別に、強さを求めているわけではないけど、生活するにおいて、必要な魔力を得るのが目的だから、それが最低限となるとやはり不満はあるようである。
ただ、数が揃えば十分代用は可能だと考えられるので、それに期待するのがいいだろう。
妖怪がそんなポンポン出るのかどうかはわからないが。
「今のうちに、魔石貯金でもしておいた方がいいかもね」
転生者達が、このままこの世界に住み続けるかどうかはわからないが、もしそうなる場合、相当な年月を過ごすことになるだろう。
普通の魔物ならともかく、転生者達は、ほとんどが伝説級の大物ばかりだ。
その寿命は長く、不慮の事故などがない限り、数百年、数千年と生きることになるかもしれない。
それを考えると、どう考えてもこの魔石だけでは足りない。
供給がどの程度かはわからないけど、十分な数を用意できないなら、いずれは爆発してしまうだろう。
そうならないためにも、今のうちにあちらの世界から魔石を持って来ておいて、【アイテムボックス】などに保存しておくのがいいかもしれないね。
まあ、そんな長い時間過ごすことを考えると、それでも足りないかもしれないが。
でも、いざという時にあちらの世界に帰れるだけの魔力を残しておくというのは大切だし、あって困るものでもない。
ローリスさんの支援がなくなるのはかなり先のことになるだろうけど、だからこそ、今のうちに貯めておくべきかもね。
「ローリスさん、この魔石、一つ貰ってもいいですか?」
「いいけど、どうするの?」
「何か効率のいい使い方がないか調べてみようかと思いまして」
現状、この魔石には微弱な魔力しかない。
普通に使う分には、転生者達にとっての物足りない食事、魔法で使うなら、威力の低い下級魔法って言うくらいしか使い道がないが、もしかしたら、うまく使えばどうにかなる可能性もある。
魔力と霊力という違いもあるし、形も色も全く違うのだから、もしかしたら、従来の方法では十全に力を発揮できないかもしれないしね。
まあ、調べるだけ無駄って可能性もなくはないけど、どうせしばらく暇だし、調べてみてもいいだろう。
「そう言うことなら、全部持って行っていいわよ」
「いいんですか?」
「今のところ、魔石は足りているし、今すぐ使うわけじゃないしね。その間に、有用な使い道が見つかるなら文句はないわ」
「何か見つかるって保証はないですけどね」
「それでもいいわ。任せたわよ」
「わかりました、頑張って見ます」
ローリスさんの厚意もあって、魔石もどきはそれなりの数を譲ってもらえることになった。

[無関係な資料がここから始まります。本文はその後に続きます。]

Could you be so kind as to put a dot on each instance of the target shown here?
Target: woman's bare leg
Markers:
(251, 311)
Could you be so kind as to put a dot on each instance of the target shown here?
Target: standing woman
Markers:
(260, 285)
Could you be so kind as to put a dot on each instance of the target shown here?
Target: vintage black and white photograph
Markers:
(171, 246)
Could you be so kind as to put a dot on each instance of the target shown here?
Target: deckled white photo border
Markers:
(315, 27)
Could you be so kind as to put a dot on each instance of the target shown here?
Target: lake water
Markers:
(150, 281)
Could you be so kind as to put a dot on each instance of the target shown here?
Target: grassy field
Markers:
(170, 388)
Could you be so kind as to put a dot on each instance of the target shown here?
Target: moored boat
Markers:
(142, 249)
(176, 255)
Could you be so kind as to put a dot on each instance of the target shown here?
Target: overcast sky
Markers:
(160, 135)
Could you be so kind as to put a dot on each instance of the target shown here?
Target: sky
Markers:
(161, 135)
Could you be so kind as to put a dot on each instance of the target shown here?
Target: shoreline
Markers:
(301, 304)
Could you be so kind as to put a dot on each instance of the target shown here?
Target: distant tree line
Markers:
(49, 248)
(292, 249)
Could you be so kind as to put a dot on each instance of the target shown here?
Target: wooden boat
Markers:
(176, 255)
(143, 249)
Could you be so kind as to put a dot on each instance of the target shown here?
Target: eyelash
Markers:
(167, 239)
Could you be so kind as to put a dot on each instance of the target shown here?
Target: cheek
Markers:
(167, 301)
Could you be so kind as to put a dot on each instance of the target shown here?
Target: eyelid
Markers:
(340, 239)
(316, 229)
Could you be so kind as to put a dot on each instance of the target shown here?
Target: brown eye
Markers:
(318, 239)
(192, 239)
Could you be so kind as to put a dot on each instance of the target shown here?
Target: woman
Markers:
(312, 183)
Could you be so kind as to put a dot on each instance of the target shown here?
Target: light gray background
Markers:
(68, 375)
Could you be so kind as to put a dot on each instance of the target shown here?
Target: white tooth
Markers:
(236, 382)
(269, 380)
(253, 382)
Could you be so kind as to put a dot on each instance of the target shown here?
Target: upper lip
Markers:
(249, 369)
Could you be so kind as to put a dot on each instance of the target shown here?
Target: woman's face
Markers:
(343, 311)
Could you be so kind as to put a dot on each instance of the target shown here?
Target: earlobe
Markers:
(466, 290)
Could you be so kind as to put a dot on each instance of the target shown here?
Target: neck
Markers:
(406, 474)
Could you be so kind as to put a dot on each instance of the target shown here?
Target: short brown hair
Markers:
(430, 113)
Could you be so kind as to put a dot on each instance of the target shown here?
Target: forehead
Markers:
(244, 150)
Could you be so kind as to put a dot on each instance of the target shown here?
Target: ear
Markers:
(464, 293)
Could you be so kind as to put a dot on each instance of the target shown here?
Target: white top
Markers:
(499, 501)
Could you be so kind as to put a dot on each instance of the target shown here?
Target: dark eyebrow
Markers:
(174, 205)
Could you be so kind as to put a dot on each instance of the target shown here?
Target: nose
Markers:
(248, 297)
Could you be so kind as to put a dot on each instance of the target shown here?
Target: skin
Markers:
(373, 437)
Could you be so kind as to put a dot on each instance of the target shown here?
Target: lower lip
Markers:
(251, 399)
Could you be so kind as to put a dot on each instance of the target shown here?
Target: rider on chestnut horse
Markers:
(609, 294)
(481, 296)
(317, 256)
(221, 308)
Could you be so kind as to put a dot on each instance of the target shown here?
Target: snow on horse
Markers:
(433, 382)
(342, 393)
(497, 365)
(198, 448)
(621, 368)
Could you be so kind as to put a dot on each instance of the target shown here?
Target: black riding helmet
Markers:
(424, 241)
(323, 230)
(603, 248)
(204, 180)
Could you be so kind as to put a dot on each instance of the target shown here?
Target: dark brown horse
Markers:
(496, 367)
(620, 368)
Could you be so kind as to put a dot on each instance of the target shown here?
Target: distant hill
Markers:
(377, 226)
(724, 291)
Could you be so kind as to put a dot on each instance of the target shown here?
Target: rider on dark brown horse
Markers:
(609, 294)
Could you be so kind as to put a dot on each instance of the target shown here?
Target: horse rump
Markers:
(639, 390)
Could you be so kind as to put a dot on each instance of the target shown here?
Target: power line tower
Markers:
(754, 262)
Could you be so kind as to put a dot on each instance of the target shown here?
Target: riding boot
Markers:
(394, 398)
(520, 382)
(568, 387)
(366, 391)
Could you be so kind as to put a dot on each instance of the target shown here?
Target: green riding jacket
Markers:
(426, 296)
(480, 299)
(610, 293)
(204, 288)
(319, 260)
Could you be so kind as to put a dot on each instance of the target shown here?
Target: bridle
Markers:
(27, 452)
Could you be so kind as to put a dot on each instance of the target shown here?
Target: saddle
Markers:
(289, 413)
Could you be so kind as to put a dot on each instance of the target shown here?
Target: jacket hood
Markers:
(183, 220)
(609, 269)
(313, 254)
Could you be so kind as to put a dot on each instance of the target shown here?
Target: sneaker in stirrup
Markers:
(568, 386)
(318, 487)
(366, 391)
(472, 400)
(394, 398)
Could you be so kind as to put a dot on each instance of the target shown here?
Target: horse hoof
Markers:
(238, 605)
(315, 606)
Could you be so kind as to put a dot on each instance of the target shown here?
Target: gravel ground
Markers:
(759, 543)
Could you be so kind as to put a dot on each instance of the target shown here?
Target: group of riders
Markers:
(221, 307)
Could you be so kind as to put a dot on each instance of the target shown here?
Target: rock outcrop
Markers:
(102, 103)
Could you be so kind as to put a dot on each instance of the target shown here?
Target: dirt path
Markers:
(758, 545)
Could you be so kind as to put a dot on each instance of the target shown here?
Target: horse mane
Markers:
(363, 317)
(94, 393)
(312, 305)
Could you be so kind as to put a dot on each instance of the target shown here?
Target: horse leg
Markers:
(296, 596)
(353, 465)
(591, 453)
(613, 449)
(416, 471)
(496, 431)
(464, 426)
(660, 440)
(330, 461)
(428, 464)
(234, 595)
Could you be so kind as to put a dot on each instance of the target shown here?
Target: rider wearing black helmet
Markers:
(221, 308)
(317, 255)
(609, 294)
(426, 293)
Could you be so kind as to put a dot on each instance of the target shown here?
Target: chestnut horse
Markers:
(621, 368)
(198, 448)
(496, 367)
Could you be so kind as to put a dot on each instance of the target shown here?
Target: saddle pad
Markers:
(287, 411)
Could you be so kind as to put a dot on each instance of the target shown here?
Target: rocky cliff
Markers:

あんまり期待されすぎても困るけど、この手のことは多分私が一番適任だと思うし、やるしかないね。
私は、一度ローリスさんの家へと戻る。
調べるにしても、落ち着いた場所で調べたいからね。
待機していたエルと共に、屋敷の一部屋を借りて、魔石を広げてみる。
相変わらず、見た目には魔石には全く見えないけど、何が違うんだろうか。
ひとまず、元々の魔石との違いを考えていくとしよう。
そう考えて、【ストレージ】から、いくつかの魔石を取り出した。